Washington accentue sa pression sur Tunis au nom de la démocratie

 Washington accentue sa pression sur Tunis au nom de la démocratie

L’initiative remonte au 16 juin 2023 : deux sénateurs américains de premier plan, le républicain Jim Risch et le démocrate Bob Menendez, déposaient au Congrès un texte inédit : le Safeguarding Tunisian Democracy Act. Cette proposition de loi, fruit d’un consensus bipartite rare dans le climat politique polarisé des États-Unis, visait à conditionner une partie de l’aide économique et sécuritaire accordée à la Tunisie à des progrès tangibles en matière de démocratie et de respect des droits fondamentaux.

Un signal clair envoyé à Tunis, alors que la trajectoire institutionnelle du pays, depuis le coup de force du président Kaïs Saïed en juillet 2021, ne cesse de susciter l’inquiétude à Washington. Deux ans plus tard, le 26 juin 2025, une nouvelle résolution – la S.res.310 – a été introduite au Sénat, confirmant que la vigilance américaine ne faiblit pas. Si elle n’a pas, en l’état, la force contraignante d’une loi, cette résolution réaffirme la détermination de la commission des Affaires étrangères au Sénat à maintenir la Tunisie « sous étroite observation », accusée d’un rétrécissement de l’espace politique.

 

La chambre basse n’est pas en reste puisque le député Joe Wilson a annoncé à son tour le 2 septembre le dépôt d’un projet de loi intitulé « Restaurer la démocratie en Tunisie » impliquant des sanctions.

Pour les États-Unis, allié historique de Tunis dans la lutte contre le terrorisme et partenaire économique clé, « la dégradation de la situation démocratique ne peut être ignorée » renchérit un élu US. L’administration Biden avait déjà exprimé ses réserves à travers des déclarations officielles, mais c’est désormais la chambre haute du Congrès qui prend la main. En liant explicitement une partie de l’assistance américaine – qui représente plusieurs centaines de millions de dollars sur la dernière décennie – au respect des libertés publiques, la majorité trumpiste entend envoyer un avertissement ferme.

Ce type d’initiative s’inscrit dans une longue tradition de la diplomatie américaine : utiliser l’aide extérieure comme levier pour promouvoir les valeurs démocratiques, en particulier dans des pays considérés comme stratégiques. Or, la Tunisie, souvent présentée durant la décennie 2011 – 2021 comme l’unique succès du « printemps arabe », occupe une place symbolique dans ce dispositif. Sa « dérive autoritaire » récente met à mal cette image et contraint Washington à réajuster son approche.

 

La doctrine souverainiste à l’épreuve

Pour Tunis, la pression américaine constitue un dilemme. D’un côté, la dépendance aux financements extérieurs rend difficile une rupture frontale. De l’autre, le président Saïed a multiplié les discours de défiance à l’égard des « ingérences étrangères », affirmant que la souveraineté nationale ne saurait être négociée. Cette rhétorique, qui trouve un certain écho auprès d’une opinion publique lassée des injonctions occidentales, complique la marge de manœuvre diplomatique tunisienne.

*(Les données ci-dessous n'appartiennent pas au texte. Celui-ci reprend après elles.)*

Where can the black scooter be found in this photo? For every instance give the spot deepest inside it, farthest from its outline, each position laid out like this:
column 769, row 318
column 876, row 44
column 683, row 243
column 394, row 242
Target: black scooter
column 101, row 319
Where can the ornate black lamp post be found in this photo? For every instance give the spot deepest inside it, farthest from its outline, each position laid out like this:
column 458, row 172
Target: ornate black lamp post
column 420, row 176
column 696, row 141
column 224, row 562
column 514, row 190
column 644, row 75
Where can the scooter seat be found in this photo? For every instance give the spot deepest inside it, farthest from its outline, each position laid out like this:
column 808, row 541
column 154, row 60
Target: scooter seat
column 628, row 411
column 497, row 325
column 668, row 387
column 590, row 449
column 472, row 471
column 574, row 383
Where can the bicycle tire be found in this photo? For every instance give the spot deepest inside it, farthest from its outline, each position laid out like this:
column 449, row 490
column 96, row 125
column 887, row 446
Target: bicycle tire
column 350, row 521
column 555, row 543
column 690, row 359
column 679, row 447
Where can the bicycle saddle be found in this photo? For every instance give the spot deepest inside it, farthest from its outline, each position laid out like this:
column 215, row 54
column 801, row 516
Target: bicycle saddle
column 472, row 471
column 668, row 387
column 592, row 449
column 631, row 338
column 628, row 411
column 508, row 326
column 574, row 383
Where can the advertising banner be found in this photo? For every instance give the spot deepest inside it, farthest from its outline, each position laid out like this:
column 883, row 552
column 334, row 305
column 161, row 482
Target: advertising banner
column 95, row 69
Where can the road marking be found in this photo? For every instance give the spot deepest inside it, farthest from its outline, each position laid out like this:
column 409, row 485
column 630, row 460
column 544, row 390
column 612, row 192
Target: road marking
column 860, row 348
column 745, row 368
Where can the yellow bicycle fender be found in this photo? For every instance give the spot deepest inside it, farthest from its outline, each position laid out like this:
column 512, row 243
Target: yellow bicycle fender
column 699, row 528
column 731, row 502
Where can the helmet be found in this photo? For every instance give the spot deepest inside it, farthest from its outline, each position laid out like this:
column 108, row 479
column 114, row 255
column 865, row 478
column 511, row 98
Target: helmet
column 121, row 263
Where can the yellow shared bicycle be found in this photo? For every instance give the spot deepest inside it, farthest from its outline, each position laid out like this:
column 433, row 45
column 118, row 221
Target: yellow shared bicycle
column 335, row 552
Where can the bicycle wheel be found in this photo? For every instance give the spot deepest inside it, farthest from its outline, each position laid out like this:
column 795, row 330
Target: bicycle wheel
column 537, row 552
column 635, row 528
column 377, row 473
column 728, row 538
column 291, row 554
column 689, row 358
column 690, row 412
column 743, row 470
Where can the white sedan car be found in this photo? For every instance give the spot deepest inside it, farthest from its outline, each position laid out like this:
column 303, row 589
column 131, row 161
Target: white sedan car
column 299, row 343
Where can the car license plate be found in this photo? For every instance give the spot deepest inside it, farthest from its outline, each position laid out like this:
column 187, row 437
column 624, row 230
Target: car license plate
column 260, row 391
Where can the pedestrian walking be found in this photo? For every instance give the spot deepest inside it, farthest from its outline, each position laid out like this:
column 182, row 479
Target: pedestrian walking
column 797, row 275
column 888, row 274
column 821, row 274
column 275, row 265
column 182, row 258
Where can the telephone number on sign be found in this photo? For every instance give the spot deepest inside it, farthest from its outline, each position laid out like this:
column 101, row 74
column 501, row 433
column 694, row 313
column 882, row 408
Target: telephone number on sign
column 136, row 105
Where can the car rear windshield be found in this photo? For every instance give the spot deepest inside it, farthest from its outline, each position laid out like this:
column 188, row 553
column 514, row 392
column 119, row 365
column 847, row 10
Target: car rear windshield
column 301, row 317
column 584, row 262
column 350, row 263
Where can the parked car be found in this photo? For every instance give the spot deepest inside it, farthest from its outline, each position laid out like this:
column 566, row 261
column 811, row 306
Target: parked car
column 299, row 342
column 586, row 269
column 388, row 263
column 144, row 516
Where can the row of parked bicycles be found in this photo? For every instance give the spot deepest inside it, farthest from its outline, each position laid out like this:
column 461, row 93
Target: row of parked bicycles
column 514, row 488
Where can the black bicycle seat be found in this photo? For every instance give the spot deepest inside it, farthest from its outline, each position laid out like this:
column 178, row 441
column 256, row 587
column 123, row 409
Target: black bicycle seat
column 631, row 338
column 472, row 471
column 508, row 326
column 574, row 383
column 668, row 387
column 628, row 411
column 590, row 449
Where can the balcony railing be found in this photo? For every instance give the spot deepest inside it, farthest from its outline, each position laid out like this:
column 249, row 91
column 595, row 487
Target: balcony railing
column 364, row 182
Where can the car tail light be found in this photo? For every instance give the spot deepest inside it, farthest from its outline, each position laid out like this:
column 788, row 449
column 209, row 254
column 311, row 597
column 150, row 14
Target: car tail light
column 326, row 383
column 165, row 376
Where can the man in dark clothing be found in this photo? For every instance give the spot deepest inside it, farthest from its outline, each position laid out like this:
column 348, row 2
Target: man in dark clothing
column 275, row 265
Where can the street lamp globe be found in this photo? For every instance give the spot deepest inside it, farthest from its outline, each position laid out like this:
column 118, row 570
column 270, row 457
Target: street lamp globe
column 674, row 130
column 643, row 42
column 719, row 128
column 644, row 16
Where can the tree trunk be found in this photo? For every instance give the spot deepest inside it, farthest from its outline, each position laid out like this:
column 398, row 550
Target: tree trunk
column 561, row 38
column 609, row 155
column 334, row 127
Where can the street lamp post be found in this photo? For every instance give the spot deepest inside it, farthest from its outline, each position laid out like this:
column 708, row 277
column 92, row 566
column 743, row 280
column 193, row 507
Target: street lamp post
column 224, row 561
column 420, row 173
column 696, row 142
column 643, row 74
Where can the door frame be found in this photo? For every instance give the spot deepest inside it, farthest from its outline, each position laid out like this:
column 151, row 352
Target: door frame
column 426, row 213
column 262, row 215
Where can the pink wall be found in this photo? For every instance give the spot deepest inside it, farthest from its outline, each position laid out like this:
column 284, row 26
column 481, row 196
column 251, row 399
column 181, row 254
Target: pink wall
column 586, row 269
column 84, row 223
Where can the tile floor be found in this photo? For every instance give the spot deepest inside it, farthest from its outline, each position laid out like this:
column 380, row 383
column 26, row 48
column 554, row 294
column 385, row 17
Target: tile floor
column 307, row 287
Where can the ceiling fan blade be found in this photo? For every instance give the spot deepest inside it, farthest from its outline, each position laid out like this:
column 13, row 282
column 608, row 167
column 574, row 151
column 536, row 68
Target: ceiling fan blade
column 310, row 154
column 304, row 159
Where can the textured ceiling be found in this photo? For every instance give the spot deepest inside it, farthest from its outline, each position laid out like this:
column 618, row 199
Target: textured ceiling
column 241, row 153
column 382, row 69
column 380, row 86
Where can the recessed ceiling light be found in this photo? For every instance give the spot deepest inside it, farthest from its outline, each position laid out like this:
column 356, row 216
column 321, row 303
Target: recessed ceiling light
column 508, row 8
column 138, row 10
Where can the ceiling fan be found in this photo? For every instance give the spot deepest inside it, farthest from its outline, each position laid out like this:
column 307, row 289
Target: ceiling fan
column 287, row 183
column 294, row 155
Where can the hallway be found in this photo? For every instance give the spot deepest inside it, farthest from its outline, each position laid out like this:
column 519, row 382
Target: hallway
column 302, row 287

La nouvelle résolution de l’hémicycle américain, bien que symbolique, traduit donc une volonté claire : maintenir la Tunisie au cœur du radar politique de Washington. Si elle venait à être suivie de mesures plus contraignantes telles que la suspension partielle de l’aide, une révision des programmes de coopération militaire ou une conditionnalité accrue, l’impact sur l’équilibre déjà bancal du pays pourrait être considérable, au moment où les nouveaux tarifs douaniers commencent à se faire sentir.

Figure de l’actuelle opposition tunisienne, Hichem Ajbouni a pour autant mis en garde contre toute tentation d’interventionnisme US :

« Les derniers à pouvoir nous donner des leçons de démocratie et de droits de l’homme sont l’administration américaine et ses institutions au regard de ce qui se passe à Gaza depuis deux ans ».